Using NVML API on HPC cluster without root access

Hi folks,

I am investigating the effect of dynamically over/underclocking the GPU during execution of some HPC code on the total energy consumption of a given process. Having achieved promising results locally (RTX A4000) where I am able to run the experimental code with sudo, I am looking to rerun the experiment on a remote node in a HPC cluster, to test it on an A100. As this is a shared system, I cannot expect to have sudo access to run large amounts of code.

Most of the NVML API documentation for the relevant functionality 1, 2, requires “root/admin” permissions.

So as I understand the documentation, the system administrator will have to run a script involving the nvmlDeviceSetAPIRestriction() to modify the permission until a system reboot will reset everything.

I have written a barebones script, but I think I must be making a mistake in how I am using one of the functions, as when run both locally and on the HPC node with sudo privileges, it returns the same error “NVML error at nvmlDeviceSetAPIRestriction: Not Supported”.
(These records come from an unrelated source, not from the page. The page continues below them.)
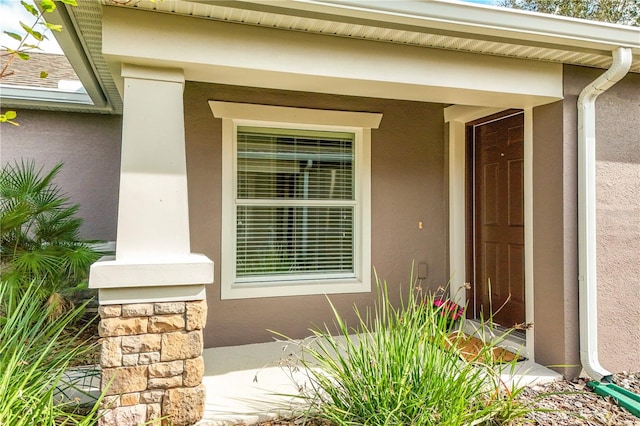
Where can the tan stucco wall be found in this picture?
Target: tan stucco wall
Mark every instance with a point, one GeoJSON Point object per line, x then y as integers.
{"type": "Point", "coordinates": [408, 186]}
{"type": "Point", "coordinates": [89, 147]}
{"type": "Point", "coordinates": [618, 225]}
{"type": "Point", "coordinates": [555, 240]}
{"type": "Point", "coordinates": [618, 216]}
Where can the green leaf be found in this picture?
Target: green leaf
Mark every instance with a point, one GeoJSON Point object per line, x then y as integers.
{"type": "Point", "coordinates": [53, 27]}
{"type": "Point", "coordinates": [30, 8]}
{"type": "Point", "coordinates": [48, 6]}
{"type": "Point", "coordinates": [35, 34]}
{"type": "Point", "coordinates": [13, 35]}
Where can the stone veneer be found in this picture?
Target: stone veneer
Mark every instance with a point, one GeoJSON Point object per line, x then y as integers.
{"type": "Point", "coordinates": [152, 364]}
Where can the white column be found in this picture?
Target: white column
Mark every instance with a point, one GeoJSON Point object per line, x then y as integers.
{"type": "Point", "coordinates": [153, 248]}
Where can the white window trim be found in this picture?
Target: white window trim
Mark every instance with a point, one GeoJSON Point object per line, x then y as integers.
{"type": "Point", "coordinates": [360, 123]}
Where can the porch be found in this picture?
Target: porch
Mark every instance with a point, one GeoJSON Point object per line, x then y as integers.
{"type": "Point", "coordinates": [249, 383]}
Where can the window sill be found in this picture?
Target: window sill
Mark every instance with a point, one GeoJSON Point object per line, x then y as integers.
{"type": "Point", "coordinates": [294, 288]}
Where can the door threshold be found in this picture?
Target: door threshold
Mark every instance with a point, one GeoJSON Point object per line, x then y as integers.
{"type": "Point", "coordinates": [513, 341]}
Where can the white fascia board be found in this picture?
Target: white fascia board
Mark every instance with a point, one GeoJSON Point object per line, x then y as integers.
{"type": "Point", "coordinates": [42, 95]}
{"type": "Point", "coordinates": [235, 54]}
{"type": "Point", "coordinates": [70, 43]}
{"type": "Point", "coordinates": [511, 25]}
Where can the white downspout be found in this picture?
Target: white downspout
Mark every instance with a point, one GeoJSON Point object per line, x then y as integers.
{"type": "Point", "coordinates": [587, 212]}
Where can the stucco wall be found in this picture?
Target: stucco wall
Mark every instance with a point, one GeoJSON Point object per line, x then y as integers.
{"type": "Point", "coordinates": [89, 147]}
{"type": "Point", "coordinates": [555, 240]}
{"type": "Point", "coordinates": [408, 186]}
{"type": "Point", "coordinates": [618, 215]}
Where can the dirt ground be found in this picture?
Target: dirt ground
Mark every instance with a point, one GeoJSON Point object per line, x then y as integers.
{"type": "Point", "coordinates": [558, 404]}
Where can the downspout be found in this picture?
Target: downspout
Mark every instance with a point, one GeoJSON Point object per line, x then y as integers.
{"type": "Point", "coordinates": [587, 212]}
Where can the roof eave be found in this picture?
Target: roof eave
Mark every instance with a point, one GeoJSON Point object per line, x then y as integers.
{"type": "Point", "coordinates": [493, 23]}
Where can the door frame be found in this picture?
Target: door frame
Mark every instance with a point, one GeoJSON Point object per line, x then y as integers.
{"type": "Point", "coordinates": [457, 117]}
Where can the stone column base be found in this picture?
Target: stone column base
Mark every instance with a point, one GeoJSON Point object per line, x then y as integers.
{"type": "Point", "coordinates": [152, 364]}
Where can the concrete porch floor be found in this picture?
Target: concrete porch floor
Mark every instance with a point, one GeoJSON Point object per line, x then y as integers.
{"type": "Point", "coordinates": [253, 383]}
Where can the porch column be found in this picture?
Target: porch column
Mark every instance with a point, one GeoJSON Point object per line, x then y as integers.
{"type": "Point", "coordinates": [152, 292]}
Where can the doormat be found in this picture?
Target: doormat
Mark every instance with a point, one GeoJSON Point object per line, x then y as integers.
{"type": "Point", "coordinates": [471, 347]}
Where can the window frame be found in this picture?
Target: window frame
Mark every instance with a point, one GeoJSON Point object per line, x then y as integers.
{"type": "Point", "coordinates": [234, 115]}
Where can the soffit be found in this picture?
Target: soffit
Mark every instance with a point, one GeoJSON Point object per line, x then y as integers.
{"type": "Point", "coordinates": [86, 18]}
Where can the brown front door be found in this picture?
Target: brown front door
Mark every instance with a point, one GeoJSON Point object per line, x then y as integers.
{"type": "Point", "coordinates": [498, 219]}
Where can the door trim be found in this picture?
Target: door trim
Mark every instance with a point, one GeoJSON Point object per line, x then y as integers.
{"type": "Point", "coordinates": [457, 116]}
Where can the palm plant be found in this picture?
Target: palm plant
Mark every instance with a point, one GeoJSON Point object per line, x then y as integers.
{"type": "Point", "coordinates": [39, 234]}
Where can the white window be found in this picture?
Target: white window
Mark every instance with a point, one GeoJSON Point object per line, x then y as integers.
{"type": "Point", "coordinates": [295, 200]}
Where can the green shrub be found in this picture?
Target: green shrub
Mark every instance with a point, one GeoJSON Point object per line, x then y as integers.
{"type": "Point", "coordinates": [401, 366]}
{"type": "Point", "coordinates": [40, 235]}
{"type": "Point", "coordinates": [34, 354]}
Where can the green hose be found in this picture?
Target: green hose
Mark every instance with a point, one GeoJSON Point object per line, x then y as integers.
{"type": "Point", "coordinates": [623, 397]}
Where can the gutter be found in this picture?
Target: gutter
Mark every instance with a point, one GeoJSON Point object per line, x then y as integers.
{"type": "Point", "coordinates": [587, 272]}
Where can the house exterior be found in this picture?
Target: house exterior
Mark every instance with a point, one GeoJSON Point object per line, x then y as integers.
{"type": "Point", "coordinates": [299, 145]}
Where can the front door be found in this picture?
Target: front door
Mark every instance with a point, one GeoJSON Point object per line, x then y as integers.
{"type": "Point", "coordinates": [498, 219]}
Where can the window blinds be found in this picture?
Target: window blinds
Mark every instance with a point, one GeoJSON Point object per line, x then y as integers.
{"type": "Point", "coordinates": [295, 203]}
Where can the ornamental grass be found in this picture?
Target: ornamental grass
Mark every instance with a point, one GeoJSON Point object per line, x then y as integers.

The local machine has 1x RTX A4000, and the remote node has 4x A100, they should all fully support the NVML featureset.

The script:

//compile with: nvcc modifyNVMLpermission.cu -o modifyNVMLpermission -lnvidia-ml
//run with: sudo ./modifyNVMLpermission

#include <stdio.h>
#include <nvml.h>

int main(void){
	nvmlReturn_t nvml;
	nvmlDevice_t nvmlDevice;


	nvml = nvmlInit_v2();
	if (nvml != NVML_SUCCESS){
		printf("\nNVML error at nvmlInit_v2: %s\n", nvmlErrorString(nvml));
	} else {
		printf("\nnvmlInit_v2 success\n");
	}

	int deviceNum = 0;
	nvml = nvmlDeviceGetHandleByIndex_v2 (deviceNum, &nvmlDevice );
	if (nvml != NVML_SUCCESS){
		printf("\nNVML error at nvmlDeviceGetHandleByIndex_v2: %s\n", nvmlErrorString(nvml));
	} else {
		printf("\nnvmlDeviceGetHandleByIndex_v2 success\n");
	}

	printf("\nSetting APIRestriction on device %d\n",deviceNum);
	nvml = nvmlDeviceSetAPIRestriction (nvmlDevice, NVML_RESTRICTED_API_SET_APPLICATION_CLOCKS, NVML_FEATURE_ENABLED);
	if (nvml != NVML_SUCCESS){
		printf("\nNVML error at nvmlDeviceSetAPIRestriction: %s\n", nvmlErrorString(nvml));
	} else {
		printf("\nAPI Restriction set successfully");
	}

	return 0;
}

Thank you for taking the time to read this lengthy post - and I’d be grateful for any suggestions you might have!